Saturday, April 23, 2011

Random Jazz

The cat on alto here wailed. Sun came out in the park this afternoon of our reluctant spring. The quartet went into Girl from Ipanema. A woman in the background catches a football. Wonderfully NYC, wonderfully Village. Purely so. Reprieve however temporary eases the mind. A moment in the park, sun in the reluctant spring shining on your face as you sit on the bench and ponder how that same sun shone in this same reluctant spring in this park in this city centuries before and will shine in this same moment centuries from now, and that the very idea of continuum is what makes it distinct.
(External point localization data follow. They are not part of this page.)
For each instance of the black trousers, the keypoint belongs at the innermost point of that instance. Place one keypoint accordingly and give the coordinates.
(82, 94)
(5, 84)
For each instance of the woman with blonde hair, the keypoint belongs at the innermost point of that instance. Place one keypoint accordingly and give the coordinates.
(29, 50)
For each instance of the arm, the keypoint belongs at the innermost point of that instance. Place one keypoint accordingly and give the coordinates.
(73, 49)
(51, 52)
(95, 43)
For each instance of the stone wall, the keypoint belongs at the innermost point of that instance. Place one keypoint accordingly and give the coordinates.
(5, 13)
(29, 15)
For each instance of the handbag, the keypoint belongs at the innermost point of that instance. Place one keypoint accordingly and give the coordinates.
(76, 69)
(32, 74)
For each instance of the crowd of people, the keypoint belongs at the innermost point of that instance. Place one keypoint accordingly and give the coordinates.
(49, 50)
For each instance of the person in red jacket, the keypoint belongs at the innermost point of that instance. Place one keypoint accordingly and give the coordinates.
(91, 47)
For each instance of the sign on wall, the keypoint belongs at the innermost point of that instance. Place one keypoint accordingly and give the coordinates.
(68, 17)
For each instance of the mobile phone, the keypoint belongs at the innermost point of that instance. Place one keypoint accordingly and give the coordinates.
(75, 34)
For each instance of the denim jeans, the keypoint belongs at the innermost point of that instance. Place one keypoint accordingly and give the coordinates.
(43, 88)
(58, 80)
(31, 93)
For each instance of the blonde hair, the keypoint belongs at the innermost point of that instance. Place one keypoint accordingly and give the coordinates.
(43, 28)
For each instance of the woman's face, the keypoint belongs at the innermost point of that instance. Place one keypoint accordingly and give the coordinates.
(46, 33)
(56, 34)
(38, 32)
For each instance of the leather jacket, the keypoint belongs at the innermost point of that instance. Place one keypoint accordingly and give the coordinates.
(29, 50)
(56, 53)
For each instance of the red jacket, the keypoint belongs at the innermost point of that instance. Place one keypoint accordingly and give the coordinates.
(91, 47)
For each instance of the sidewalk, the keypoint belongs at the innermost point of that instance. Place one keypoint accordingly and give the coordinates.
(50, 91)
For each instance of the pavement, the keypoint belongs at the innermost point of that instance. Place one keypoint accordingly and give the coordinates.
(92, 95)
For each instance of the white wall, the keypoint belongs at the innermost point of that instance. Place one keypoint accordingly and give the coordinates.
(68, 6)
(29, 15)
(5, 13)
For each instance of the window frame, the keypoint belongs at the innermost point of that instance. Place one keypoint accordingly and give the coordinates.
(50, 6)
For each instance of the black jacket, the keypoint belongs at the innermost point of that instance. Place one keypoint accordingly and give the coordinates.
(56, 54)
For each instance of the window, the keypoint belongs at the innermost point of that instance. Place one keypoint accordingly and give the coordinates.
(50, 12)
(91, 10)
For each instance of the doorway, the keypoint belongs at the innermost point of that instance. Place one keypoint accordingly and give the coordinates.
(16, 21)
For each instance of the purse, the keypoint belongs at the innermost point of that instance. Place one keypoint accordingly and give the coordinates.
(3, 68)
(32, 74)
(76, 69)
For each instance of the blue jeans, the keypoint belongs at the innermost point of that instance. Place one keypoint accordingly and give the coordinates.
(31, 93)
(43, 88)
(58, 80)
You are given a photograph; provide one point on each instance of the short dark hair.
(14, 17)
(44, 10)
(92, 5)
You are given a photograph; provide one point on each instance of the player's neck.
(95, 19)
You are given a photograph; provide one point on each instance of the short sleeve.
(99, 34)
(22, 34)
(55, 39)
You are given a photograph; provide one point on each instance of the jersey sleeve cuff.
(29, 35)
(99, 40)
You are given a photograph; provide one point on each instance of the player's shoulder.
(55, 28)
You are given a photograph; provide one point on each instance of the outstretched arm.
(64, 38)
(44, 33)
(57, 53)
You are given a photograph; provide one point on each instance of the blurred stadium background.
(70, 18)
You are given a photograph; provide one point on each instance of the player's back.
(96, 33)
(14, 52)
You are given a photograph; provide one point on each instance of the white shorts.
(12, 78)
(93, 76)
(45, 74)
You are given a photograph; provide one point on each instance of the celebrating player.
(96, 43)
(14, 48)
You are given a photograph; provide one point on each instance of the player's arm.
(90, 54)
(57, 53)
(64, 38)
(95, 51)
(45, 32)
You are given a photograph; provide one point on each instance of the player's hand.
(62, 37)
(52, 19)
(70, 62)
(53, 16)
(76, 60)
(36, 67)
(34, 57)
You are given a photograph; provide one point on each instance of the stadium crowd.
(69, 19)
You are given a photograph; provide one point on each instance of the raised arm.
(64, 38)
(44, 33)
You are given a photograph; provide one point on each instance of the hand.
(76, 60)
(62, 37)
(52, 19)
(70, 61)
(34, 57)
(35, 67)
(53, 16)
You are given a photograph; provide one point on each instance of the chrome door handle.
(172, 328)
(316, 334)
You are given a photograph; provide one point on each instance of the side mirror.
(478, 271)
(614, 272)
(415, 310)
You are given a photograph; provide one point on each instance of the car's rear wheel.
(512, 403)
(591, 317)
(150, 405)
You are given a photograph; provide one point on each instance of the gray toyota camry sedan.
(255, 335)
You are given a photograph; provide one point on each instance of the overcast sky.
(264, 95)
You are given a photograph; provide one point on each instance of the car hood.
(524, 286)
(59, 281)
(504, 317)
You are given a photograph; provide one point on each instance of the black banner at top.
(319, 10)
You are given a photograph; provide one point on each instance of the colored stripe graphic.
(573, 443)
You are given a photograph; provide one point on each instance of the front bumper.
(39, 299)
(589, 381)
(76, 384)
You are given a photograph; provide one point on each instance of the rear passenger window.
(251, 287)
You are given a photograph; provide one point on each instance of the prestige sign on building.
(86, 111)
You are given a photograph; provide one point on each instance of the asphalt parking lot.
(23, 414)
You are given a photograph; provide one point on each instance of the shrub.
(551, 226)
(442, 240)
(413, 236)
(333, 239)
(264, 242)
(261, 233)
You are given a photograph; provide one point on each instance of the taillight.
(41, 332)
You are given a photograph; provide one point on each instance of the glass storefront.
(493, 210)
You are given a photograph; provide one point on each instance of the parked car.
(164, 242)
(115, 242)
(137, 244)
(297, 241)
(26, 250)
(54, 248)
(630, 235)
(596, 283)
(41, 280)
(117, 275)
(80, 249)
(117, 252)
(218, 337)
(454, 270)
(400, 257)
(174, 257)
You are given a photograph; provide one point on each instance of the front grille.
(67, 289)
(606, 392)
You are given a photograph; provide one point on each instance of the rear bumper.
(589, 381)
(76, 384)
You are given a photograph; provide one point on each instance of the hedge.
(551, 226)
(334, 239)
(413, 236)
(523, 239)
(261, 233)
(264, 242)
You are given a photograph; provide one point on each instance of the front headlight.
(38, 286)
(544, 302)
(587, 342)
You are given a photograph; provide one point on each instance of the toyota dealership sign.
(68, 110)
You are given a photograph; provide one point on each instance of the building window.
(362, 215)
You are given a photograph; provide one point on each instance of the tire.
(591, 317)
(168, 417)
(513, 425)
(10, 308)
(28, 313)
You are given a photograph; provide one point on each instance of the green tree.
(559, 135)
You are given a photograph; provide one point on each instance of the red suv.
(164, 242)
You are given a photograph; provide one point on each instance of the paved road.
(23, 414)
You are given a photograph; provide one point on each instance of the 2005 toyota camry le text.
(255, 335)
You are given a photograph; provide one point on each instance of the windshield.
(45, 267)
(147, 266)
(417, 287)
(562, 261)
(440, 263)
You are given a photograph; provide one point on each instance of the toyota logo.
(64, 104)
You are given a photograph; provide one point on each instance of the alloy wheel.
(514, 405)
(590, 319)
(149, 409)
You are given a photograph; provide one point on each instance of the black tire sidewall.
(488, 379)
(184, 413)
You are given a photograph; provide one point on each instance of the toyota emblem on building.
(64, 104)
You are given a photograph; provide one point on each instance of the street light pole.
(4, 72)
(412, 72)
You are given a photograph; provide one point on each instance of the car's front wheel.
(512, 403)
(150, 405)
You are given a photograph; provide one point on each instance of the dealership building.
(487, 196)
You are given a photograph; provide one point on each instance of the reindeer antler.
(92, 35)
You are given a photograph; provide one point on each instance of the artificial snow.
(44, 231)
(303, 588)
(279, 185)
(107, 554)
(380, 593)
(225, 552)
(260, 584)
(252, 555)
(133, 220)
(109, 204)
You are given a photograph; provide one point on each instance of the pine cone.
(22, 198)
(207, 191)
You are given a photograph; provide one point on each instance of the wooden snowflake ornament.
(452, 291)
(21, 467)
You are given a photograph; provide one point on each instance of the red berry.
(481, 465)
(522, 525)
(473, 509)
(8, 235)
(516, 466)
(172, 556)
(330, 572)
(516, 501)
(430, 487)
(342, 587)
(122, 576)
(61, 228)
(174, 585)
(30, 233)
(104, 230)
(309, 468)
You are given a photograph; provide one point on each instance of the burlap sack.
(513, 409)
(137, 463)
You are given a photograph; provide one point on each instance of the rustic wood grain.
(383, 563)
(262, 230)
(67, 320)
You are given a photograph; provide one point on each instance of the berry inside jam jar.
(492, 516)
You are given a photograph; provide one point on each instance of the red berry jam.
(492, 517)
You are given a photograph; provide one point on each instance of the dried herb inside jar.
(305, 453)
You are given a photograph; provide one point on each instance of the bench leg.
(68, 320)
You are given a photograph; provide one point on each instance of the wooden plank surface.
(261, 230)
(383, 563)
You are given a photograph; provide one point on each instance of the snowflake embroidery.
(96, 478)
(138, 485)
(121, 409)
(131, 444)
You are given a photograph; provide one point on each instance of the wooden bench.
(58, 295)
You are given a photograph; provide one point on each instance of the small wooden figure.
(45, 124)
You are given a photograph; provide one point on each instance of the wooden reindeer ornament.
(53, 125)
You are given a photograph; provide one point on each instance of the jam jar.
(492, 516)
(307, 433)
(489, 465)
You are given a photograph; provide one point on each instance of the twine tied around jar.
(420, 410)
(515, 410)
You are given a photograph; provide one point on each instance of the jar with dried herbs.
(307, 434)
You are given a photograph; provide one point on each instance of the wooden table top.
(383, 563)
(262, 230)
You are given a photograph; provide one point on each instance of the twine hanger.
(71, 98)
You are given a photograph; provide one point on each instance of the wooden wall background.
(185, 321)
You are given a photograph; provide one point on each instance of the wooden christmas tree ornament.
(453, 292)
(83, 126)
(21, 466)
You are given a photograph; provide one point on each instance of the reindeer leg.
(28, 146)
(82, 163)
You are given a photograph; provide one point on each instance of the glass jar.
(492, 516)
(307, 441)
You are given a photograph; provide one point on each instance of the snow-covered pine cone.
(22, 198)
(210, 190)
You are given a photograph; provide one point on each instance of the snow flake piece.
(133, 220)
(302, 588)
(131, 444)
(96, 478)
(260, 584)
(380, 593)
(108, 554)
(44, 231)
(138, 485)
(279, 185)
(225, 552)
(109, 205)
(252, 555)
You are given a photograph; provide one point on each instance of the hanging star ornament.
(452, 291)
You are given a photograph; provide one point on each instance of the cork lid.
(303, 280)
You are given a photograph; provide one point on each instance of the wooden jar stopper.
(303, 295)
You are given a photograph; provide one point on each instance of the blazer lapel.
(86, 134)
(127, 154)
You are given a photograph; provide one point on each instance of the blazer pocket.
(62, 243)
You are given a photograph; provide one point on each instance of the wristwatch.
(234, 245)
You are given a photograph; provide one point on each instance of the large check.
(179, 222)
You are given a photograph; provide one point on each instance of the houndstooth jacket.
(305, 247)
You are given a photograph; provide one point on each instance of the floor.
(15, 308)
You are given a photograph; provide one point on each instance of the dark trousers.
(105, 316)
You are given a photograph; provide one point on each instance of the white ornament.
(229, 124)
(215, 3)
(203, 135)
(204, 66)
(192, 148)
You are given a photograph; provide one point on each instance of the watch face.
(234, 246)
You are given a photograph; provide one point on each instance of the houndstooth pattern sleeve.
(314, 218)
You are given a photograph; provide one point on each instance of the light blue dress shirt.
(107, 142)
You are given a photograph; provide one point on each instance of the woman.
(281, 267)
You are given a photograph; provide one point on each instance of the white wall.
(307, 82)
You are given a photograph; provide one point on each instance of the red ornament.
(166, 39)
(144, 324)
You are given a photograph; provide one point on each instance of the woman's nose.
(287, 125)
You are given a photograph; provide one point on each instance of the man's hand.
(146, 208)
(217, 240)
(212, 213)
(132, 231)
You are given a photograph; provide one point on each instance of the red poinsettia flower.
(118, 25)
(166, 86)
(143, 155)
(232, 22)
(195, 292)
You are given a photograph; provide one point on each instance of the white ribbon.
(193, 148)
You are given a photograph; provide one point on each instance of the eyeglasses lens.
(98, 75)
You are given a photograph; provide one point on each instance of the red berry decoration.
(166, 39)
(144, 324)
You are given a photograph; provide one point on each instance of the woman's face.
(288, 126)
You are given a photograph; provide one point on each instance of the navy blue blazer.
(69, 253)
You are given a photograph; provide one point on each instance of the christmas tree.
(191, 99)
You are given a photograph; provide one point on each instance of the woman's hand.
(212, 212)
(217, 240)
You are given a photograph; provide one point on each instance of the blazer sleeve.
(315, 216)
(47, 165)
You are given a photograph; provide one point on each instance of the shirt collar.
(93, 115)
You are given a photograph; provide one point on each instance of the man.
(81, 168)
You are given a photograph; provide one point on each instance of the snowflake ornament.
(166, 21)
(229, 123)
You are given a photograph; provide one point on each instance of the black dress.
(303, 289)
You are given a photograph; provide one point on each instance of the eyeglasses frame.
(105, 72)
But what makes this bright sun and blue sky in this moment only for you is this music now, the jazz. No one in the band was born here or even born in this hemisphere. English is their second language. Yet, utterly jazz fluent, chops as good as any you’ve heard. You forget about the simple joy of the sun and park and the listening to musicians play a pleasant melody and even how this jazz-centric arrangement transforms the familiar samba. You are thinking only about the sax solo. More feeling than thinking, actually. The sun is still shining, people walk by, she tosses the football back to her companion. The sky remains blue. Your mind is still eased. But that solo pierces through, then strips away everything else until you are aware of only the sound of the saxophone and the joy of anticipation then the joy of surprise when you hear what comes next. You helplessly surrender to your instinct to clap. About an hour – and a few cellphone conversations and non-terminal aggravations – later, you are on line at Starbucks and the original Girl from Ipanema comes through the speakers. The synchronicity makes you smile. You think maybe I should play the lottery. Then you remember the solo, realizing kismet transcends coincidence as everything is stripped away again for another second or two.